Monday, Oct 20, 2014
Local News

Today's welfare is different than many think


Published:

SEBRING - The myths about welfare: minimum wage workers qualify? Sometimes.

Illegal aliens? Under a few conditions.

Senior citizens on Social Security? A few, if they have qualifying medical and housing deductions.

Interestingly, the number of men, women and children on food stamps in Highlands County declined slightly this year. In January 2008, only 7,799 received free food.

Those numbers rose to 10,443 after the Great Recession started, and continued to spike each year until 2013, when 20,058 used Electronic Benefit Transfer cards at the supermarket to put groceries on the table.

In January 2014, however, the trend line declined to 19,847, the first downturn since the economy fell apart.

Shawna Mackin isn't sure why fewer people are applying - less unemployment, fewer migrant workers, people moving out of state, or if it's just a temporary trend - but it's happening elsewhere in Florida, so the Department of Families and Children is studying the numbers.

Why did DCF switch from welfare checks to EBT cards?

First, it's not called welfare anymore, explained Mackin, policy manager for the region that includes Highlands County.

"Welfare, that's kind of an old term," she said. But President Clinton said in 1996, "We are ending welfare as we know it," and the 2008 Farm Bill, the feds mandated that Supplemental Nutrition Assistance Program benefits be distributed electronically. "It was more cost effective, and there was less theft. It was safer. And back when they had the coupons, there was the cost of printing them."

As to who qualifies these days, a single mother with children can, or a pregnant woman if a doctor certifies she is unable to work.

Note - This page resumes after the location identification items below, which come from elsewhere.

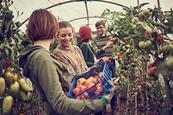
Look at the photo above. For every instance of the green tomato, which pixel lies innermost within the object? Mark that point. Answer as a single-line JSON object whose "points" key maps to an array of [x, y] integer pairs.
{"points": [[148, 43], [141, 44]]}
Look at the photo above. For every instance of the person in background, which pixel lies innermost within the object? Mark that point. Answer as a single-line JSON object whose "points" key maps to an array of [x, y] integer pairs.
{"points": [[68, 52], [45, 70], [102, 41], [85, 34]]}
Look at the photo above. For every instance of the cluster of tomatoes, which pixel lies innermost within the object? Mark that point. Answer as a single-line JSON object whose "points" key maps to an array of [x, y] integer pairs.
{"points": [[88, 88]]}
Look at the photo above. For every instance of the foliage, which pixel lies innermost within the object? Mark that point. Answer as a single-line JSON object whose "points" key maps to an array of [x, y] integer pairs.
{"points": [[13, 86], [141, 36]]}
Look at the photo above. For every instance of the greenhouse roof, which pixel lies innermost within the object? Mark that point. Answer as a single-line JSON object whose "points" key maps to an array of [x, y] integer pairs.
{"points": [[82, 12]]}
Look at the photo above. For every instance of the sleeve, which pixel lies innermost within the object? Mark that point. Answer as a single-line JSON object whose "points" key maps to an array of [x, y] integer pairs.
{"points": [[87, 54], [48, 78]]}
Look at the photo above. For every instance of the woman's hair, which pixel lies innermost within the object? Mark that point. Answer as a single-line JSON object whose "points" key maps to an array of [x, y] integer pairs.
{"points": [[42, 25], [98, 23]]}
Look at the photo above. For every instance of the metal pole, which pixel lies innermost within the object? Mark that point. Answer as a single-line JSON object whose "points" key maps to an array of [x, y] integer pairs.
{"points": [[86, 6]]}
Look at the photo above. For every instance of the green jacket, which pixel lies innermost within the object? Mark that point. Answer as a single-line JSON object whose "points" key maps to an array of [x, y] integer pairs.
{"points": [[47, 77]]}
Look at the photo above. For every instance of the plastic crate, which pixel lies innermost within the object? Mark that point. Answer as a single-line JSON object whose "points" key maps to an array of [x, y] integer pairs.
{"points": [[94, 91]]}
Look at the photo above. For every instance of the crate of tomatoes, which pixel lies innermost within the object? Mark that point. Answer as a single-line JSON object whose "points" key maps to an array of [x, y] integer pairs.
{"points": [[91, 84]]}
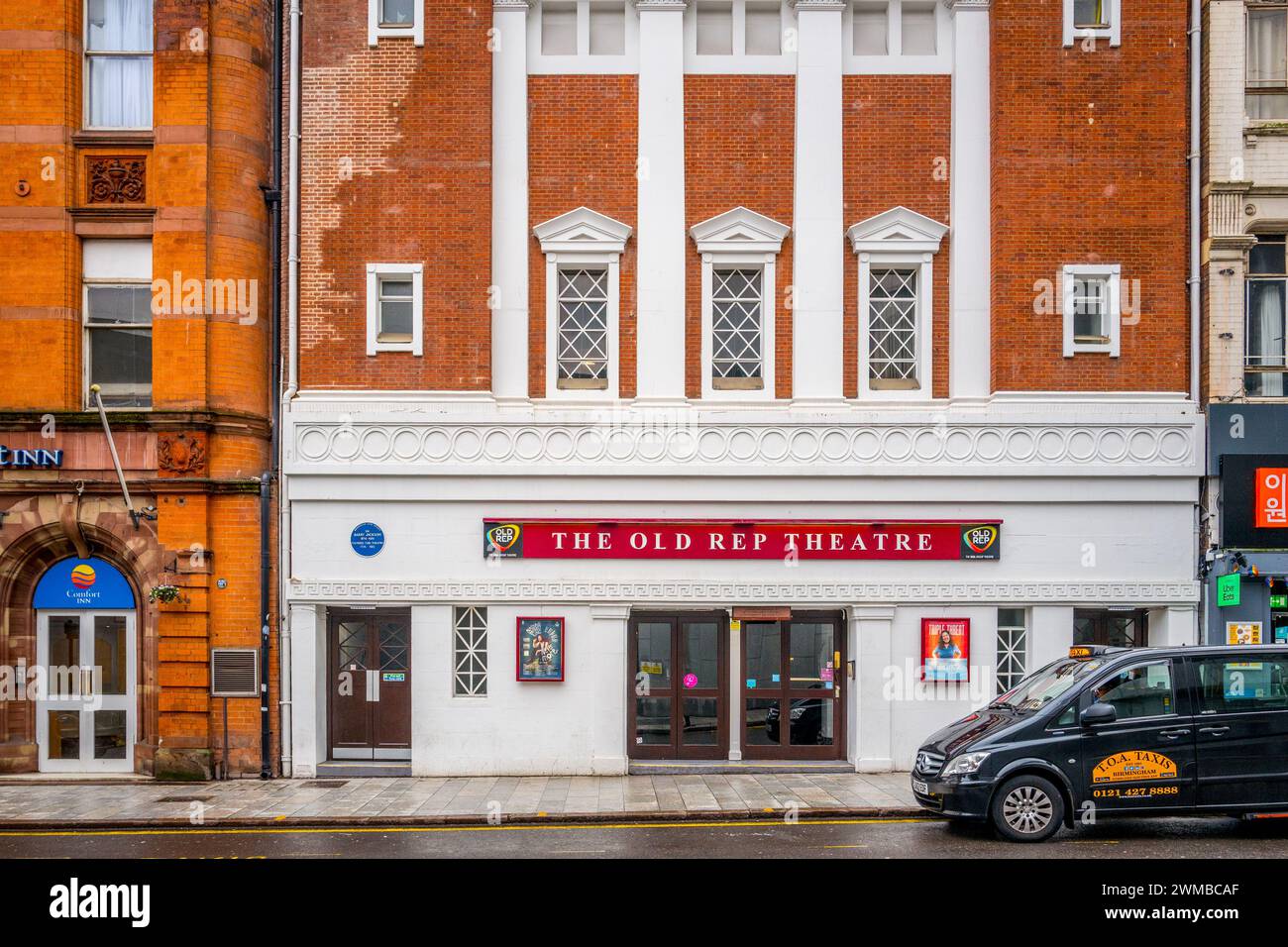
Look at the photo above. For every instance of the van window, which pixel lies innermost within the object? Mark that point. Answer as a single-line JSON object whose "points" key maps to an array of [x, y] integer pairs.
{"points": [[1233, 685], [1138, 690]]}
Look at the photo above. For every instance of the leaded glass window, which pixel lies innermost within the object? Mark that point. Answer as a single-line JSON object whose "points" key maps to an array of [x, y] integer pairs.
{"points": [[1013, 647], [471, 652], [893, 329], [583, 355], [737, 328]]}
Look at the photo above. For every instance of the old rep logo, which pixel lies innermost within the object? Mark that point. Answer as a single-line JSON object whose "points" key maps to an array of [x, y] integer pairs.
{"points": [[1132, 766], [980, 539], [502, 538]]}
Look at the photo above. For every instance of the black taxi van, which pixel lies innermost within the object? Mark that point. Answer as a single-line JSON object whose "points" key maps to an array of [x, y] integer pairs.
{"points": [[1119, 732]]}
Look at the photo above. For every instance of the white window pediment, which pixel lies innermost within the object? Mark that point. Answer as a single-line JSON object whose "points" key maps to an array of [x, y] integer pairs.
{"points": [[583, 250], [898, 231], [583, 231], [739, 231]]}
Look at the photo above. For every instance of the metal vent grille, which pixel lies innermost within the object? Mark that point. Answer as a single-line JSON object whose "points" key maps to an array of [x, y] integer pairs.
{"points": [[235, 673]]}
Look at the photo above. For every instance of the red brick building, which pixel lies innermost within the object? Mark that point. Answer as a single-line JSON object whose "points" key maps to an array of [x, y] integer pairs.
{"points": [[618, 277], [134, 262]]}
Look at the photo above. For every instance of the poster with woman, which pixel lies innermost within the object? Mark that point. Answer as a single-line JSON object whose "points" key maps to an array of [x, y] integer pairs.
{"points": [[540, 650], [945, 648]]}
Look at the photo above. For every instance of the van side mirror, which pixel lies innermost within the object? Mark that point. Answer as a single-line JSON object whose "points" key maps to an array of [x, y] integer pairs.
{"points": [[1098, 714]]}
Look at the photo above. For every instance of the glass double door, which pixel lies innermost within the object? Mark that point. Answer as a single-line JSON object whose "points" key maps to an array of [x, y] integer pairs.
{"points": [[85, 707], [678, 707], [791, 688]]}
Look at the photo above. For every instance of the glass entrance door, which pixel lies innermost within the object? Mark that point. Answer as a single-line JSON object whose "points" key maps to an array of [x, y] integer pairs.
{"points": [[85, 712], [791, 693], [679, 684]]}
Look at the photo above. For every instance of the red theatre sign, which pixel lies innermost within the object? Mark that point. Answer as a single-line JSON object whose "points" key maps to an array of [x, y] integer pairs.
{"points": [[707, 539]]}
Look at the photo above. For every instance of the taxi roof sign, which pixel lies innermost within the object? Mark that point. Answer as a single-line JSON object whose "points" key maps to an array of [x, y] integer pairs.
{"points": [[1083, 651]]}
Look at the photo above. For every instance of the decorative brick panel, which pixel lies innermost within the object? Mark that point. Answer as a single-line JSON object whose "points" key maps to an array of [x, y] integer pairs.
{"points": [[1089, 158]]}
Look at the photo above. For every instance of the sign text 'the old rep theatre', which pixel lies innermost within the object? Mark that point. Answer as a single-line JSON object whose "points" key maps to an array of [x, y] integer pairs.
{"points": [[702, 539]]}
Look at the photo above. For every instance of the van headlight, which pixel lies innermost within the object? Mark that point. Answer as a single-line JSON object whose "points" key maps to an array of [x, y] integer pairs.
{"points": [[965, 764]]}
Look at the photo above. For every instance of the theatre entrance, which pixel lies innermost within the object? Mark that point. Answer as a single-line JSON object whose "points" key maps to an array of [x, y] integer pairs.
{"points": [[679, 686], [791, 686]]}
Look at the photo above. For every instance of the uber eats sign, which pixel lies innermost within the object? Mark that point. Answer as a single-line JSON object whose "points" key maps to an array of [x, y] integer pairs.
{"points": [[1228, 590]]}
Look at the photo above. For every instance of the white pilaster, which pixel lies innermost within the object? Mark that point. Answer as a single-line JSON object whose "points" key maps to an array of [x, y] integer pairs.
{"points": [[818, 254], [308, 688], [970, 283], [509, 294], [608, 643], [872, 630], [661, 249]]}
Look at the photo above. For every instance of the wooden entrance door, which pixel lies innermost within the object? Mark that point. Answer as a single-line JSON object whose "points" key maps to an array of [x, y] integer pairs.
{"points": [[370, 673], [791, 686], [678, 706]]}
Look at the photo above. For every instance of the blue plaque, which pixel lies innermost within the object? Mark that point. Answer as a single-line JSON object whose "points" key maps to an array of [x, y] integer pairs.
{"points": [[368, 539]]}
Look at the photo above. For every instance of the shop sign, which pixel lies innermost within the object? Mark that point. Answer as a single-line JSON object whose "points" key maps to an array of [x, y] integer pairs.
{"points": [[1228, 589], [368, 540], [945, 648], [1254, 501], [1271, 504], [21, 458], [700, 539], [1243, 633], [82, 583], [540, 650]]}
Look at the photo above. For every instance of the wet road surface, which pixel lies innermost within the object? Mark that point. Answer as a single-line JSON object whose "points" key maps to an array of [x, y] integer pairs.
{"points": [[1162, 838]]}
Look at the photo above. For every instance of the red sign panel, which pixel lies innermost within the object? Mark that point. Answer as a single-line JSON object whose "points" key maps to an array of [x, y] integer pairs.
{"points": [[700, 539], [1271, 510]]}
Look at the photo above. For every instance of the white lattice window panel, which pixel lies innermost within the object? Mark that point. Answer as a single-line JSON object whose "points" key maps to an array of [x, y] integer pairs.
{"points": [[469, 651], [897, 252], [1013, 648], [735, 325], [584, 253], [583, 360], [739, 252], [893, 329]]}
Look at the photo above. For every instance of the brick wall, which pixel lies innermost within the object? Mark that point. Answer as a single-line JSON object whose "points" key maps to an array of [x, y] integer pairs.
{"points": [[206, 158], [395, 157], [738, 150], [583, 146], [898, 141], [1089, 157]]}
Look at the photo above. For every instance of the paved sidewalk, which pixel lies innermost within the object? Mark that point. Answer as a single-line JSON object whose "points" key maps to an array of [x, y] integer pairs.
{"points": [[441, 799]]}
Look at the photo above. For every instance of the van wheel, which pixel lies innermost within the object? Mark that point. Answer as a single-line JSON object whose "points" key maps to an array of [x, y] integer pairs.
{"points": [[1026, 808]]}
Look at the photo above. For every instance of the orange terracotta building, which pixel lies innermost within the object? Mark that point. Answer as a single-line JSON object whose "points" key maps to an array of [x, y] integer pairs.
{"points": [[136, 218]]}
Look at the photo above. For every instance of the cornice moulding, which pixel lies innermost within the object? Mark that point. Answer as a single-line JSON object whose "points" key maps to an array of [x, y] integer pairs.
{"points": [[660, 592]]}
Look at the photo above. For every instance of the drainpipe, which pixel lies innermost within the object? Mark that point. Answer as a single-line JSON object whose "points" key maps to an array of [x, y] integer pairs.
{"points": [[1196, 279], [292, 315], [273, 197], [1196, 204]]}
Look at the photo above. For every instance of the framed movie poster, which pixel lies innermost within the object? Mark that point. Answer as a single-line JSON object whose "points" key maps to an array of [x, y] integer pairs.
{"points": [[945, 648], [540, 650]]}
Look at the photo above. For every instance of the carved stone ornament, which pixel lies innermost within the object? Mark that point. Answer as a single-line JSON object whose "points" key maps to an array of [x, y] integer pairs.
{"points": [[180, 454], [116, 178]]}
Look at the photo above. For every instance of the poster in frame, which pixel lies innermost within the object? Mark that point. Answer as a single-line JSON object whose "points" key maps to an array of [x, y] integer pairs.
{"points": [[945, 648], [539, 648]]}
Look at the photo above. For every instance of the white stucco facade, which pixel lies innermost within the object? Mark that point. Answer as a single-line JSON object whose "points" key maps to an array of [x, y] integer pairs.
{"points": [[1095, 514]]}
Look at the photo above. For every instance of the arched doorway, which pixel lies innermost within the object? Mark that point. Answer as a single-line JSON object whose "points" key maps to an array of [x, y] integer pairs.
{"points": [[86, 628]]}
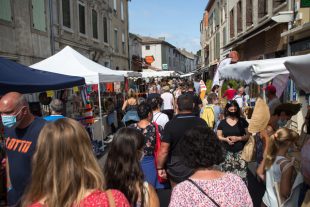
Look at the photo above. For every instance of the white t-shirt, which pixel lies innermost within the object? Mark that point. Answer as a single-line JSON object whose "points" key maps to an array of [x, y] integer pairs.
{"points": [[168, 100], [160, 119]]}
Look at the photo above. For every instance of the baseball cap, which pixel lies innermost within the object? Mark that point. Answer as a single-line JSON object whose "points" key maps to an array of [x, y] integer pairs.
{"points": [[271, 89]]}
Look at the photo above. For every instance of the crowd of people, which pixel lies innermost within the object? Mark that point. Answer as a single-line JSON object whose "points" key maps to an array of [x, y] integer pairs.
{"points": [[176, 137]]}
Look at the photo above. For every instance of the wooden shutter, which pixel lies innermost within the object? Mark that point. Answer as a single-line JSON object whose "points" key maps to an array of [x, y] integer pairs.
{"points": [[38, 15], [5, 10]]}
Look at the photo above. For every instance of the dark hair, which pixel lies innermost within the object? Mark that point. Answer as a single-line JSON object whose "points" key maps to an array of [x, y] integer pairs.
{"points": [[211, 97], [122, 169], [143, 110], [230, 104], [185, 102], [215, 87], [201, 148], [156, 103]]}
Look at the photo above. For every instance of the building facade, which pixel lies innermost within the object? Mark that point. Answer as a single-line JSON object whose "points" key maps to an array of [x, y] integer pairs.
{"points": [[167, 56], [32, 30]]}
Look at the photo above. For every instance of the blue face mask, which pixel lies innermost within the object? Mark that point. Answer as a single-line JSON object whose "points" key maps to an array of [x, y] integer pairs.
{"points": [[8, 120]]}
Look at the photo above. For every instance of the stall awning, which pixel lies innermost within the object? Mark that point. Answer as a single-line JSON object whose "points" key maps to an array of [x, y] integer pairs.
{"points": [[299, 68], [70, 62], [23, 79]]}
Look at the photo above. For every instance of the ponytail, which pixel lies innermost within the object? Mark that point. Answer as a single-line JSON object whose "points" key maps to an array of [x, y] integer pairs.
{"points": [[279, 139]]}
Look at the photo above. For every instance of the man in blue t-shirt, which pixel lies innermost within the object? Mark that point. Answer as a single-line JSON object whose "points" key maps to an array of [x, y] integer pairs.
{"points": [[57, 109], [21, 131]]}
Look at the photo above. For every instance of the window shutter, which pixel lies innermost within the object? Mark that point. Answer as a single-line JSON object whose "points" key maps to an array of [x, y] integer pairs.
{"points": [[38, 15], [5, 10]]}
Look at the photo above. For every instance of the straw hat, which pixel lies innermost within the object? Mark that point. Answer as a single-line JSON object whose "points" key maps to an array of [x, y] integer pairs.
{"points": [[260, 116], [166, 88]]}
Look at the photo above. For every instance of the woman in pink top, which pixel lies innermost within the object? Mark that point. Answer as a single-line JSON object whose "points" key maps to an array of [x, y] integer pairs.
{"points": [[65, 171], [201, 150]]}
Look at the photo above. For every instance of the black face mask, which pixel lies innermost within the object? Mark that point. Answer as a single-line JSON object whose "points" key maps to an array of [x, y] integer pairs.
{"points": [[232, 114]]}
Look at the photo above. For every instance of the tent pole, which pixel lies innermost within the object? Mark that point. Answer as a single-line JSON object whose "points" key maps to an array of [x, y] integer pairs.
{"points": [[100, 112]]}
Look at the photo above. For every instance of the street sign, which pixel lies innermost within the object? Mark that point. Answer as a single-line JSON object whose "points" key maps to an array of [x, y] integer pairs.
{"points": [[305, 3], [165, 66]]}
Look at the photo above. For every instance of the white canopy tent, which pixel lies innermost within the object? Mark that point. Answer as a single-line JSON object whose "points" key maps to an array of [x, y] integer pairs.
{"points": [[70, 62], [299, 68], [186, 75], [129, 74], [153, 74]]}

Food stamp benefits range from $189 per month for that single pregnant woman, $347 for a mother and child, and up to $1,421 for a family of 10.

A common myth is that illegal aliens draw welfare.

"I hear that a lot," Mackin said. "If they're in the country illegally, they're not eligible for anything. Not even Medicaid."

Of course, there are exceptions to every rule.

"There are eligible aliens," Mackin said, "if they have permission to reside in the country - and not every legal alien is eligible."

In some cases, aliens with green cards are eligible for Medicaid, she said, and legal aliens can get food stamps if they've lived in the country for five years, but only if they've reported 40 quarters of work."

As for illegal aliens, if they have children who were born in America, then the parents can accept benefits for minor children.

"It's a very complicated policy," Mackin said.

Illegal aliens who are treated in an emergency room can quality for Emergency Medical Assistance through Medicaid "to cover that emergency, because hospitals are required to treat them," she said.

Money and Bloomberg have reported that Walmart and McDonald's workers qualify for welfare.

"I would say that is true, for food stamps, if you have a family," Mackin. "For cash assistance. No."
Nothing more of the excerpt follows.